Domestic Markets | S&P/ASX200 down 58pts (0.8%)
CBA up $2.68 (2.9%)
FMG down $1.05 (4.4%)
Australian markets finished the week 0.8% lower as investors steered away from growth stocks in favor of cyclicals. Tech was the biggest drag on the local market, falling by more than 6% as US inflation rose its highest since 2009. While the ASX 200 fell below the 7,000 mark during the week, it rallied on Friday to close above that point.
Global Markets | Dow Jones down 374pts (1.1%)
S&P 500 down 55pts (1.3%)
Nasdaq down 262pts (1.9%)
In the first half of the week, US majors were awash with red after higher-than-expected inflation fueled concerns that the US economy is overheating. Speculation of an earlier than expected rate hike and a potential tapering of the FED’s bond-buying program before year’s end led to a drop in US equities and a selloff in US bonds. Friday saw a rally as dovish remarks from FED officials soothed inflationary concerns.

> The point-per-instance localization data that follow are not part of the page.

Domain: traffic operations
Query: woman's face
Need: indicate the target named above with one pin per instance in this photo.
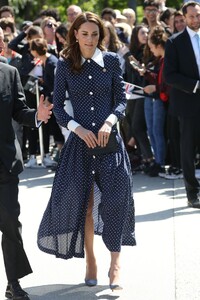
(60, 38)
(88, 37)
(157, 50)
(107, 37)
(143, 35)
(179, 23)
(49, 31)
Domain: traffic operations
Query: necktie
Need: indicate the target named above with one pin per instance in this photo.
(197, 36)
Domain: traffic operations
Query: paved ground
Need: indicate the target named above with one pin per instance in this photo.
(165, 264)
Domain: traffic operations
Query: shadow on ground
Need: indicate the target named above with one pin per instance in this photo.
(71, 292)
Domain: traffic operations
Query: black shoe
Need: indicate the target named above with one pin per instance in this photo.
(15, 292)
(194, 203)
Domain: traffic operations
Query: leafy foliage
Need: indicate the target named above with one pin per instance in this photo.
(29, 9)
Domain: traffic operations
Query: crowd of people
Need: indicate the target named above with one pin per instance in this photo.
(132, 78)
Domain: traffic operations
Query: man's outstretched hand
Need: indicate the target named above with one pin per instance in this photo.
(44, 111)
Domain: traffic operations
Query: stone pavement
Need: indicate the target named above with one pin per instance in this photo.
(165, 264)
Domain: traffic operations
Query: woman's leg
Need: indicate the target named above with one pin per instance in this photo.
(91, 267)
(114, 272)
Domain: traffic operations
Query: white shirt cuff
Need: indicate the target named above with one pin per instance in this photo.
(72, 125)
(196, 86)
(37, 123)
(112, 119)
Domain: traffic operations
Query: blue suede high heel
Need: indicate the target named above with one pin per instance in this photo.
(114, 287)
(90, 282)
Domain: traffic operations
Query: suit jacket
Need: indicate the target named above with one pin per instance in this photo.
(12, 105)
(181, 72)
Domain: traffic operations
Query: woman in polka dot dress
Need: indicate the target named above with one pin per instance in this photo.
(91, 193)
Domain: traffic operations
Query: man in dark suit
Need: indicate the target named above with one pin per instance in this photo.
(182, 72)
(12, 105)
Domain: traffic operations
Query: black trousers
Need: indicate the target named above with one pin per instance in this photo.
(15, 259)
(189, 141)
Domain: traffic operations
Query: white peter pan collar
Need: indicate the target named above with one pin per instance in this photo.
(97, 57)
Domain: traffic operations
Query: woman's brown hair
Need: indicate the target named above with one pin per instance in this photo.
(72, 51)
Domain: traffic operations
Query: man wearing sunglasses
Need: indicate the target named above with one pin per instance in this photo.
(72, 12)
(12, 105)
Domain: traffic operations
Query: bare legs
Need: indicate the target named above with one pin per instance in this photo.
(91, 267)
(114, 272)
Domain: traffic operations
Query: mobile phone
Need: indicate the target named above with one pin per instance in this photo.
(135, 64)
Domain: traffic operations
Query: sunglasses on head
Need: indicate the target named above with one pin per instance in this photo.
(50, 25)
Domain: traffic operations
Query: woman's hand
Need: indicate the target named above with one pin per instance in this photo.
(149, 89)
(104, 133)
(87, 135)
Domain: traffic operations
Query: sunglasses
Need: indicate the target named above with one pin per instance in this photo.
(50, 25)
(151, 11)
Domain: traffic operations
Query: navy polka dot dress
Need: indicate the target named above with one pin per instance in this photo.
(61, 231)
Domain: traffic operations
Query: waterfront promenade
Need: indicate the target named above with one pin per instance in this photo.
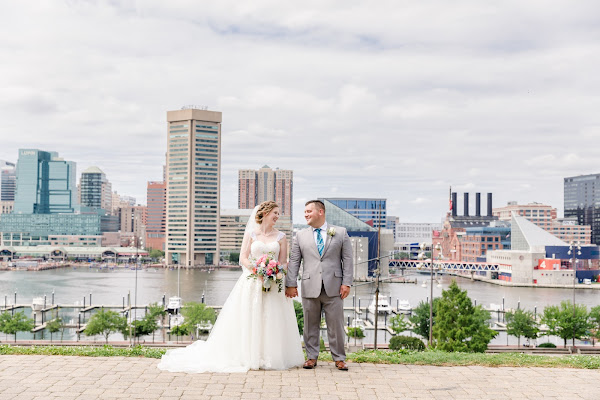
(63, 377)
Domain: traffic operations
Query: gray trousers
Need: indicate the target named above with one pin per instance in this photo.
(334, 317)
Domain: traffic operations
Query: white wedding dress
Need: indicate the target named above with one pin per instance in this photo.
(254, 330)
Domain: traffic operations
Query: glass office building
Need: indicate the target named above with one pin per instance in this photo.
(95, 189)
(582, 200)
(8, 181)
(45, 202)
(46, 184)
(335, 215)
(193, 189)
(371, 211)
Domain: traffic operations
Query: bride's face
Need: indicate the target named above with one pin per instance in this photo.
(272, 217)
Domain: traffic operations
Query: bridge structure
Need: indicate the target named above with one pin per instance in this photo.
(444, 265)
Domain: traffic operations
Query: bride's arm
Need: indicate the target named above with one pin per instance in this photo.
(245, 252)
(283, 252)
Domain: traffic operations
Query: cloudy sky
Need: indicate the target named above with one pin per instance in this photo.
(392, 99)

Europe | Euro Stoxx 50 down 14.6pts (0.4%)
European equities ended a roller-coaster week which saw markets decline in the first half of the week as rising US and German inflation sparked speculation of potential rate hikes. The index clawed back losses as central bankers from the US and UK argued price increases would be transitory.
Asia | HSI, CSI, KOSPI, NIKKEI
Asian equities saw a mixed week. Shanghai’s CSI300 climbed 2.2% as foreign investors came back, buying a net 11.7-billion-yuan worth of A-shares. Elsewhere, the Nikkei, HIS and KOSPI retreated off the back of US inflationary concerns.
Commodities | Gold rose $10.71 USD/oz (0.6%)
Silver fell $0.02 USD/oz (0.0%)
Copper fell $0.10 USD/lbs (2.1%)
Iron Ore fell $1.50 USD/t (0.7%)
Precious Metals | Gold, Silver
Precious metals saw a subdued week after gold rallied nearly 0.6% to above $1,840 an ounce, while silver was flat. The rise came amid general dollar weakness and concerns that rising inflation would force central banks to adopt a contractionary monetary stance. However, continued dovish comments from ECB and FED officials and the disappointing retail sales report have since assuaged these concerns. In tandem, the market uncertainty which has seen the VIX revisit March highs and continued accommodative stance by central banks have supported the case for upside in precious metals. Aside from economic headlines, precious metals continue to benefit from safe-haven demand as India, Brazil and Japan continue to be in the grip of a devastating Covid-19 surge.
Oil | WTI Crude, Brent
Brent and WTI Crude experienced a roller coaster week, however finished flat falling 0.06% and 0.05% respectively. Both benchmarks rebounded from a 3% plunge on Thursday to end the week on a high note as shortages due to an outage at the largest US fuel pipeline and falling US inventories fired up the oil bulls. Limiting gains, however, was the supply side, where OPEC started this month with a gradual easing of its oil production curbs, which is expected to supply by an extra 350,000 barrels a day.
Prices of iron ore declined from a record-high of $229 a tonne reached on May 13th after Chinese officials said it would punish steelmakers if they manipulate market prices. Iron prices have been falling since Premier Li pledged to control the commodities surge earlier in the week.
Copper spot prices ended a record rally to trade lower after a surge in US consumer prices prompted a rise in the USD. As such, this has made the greenback-denominated metals more expensive. The pullback is only expected to be temporary, given how crucial copper is in the transition to a carbon-free world and, especially after major producer, Chile, introduced progressive taxes on copper sales from 2024 which are also expected to increase prices.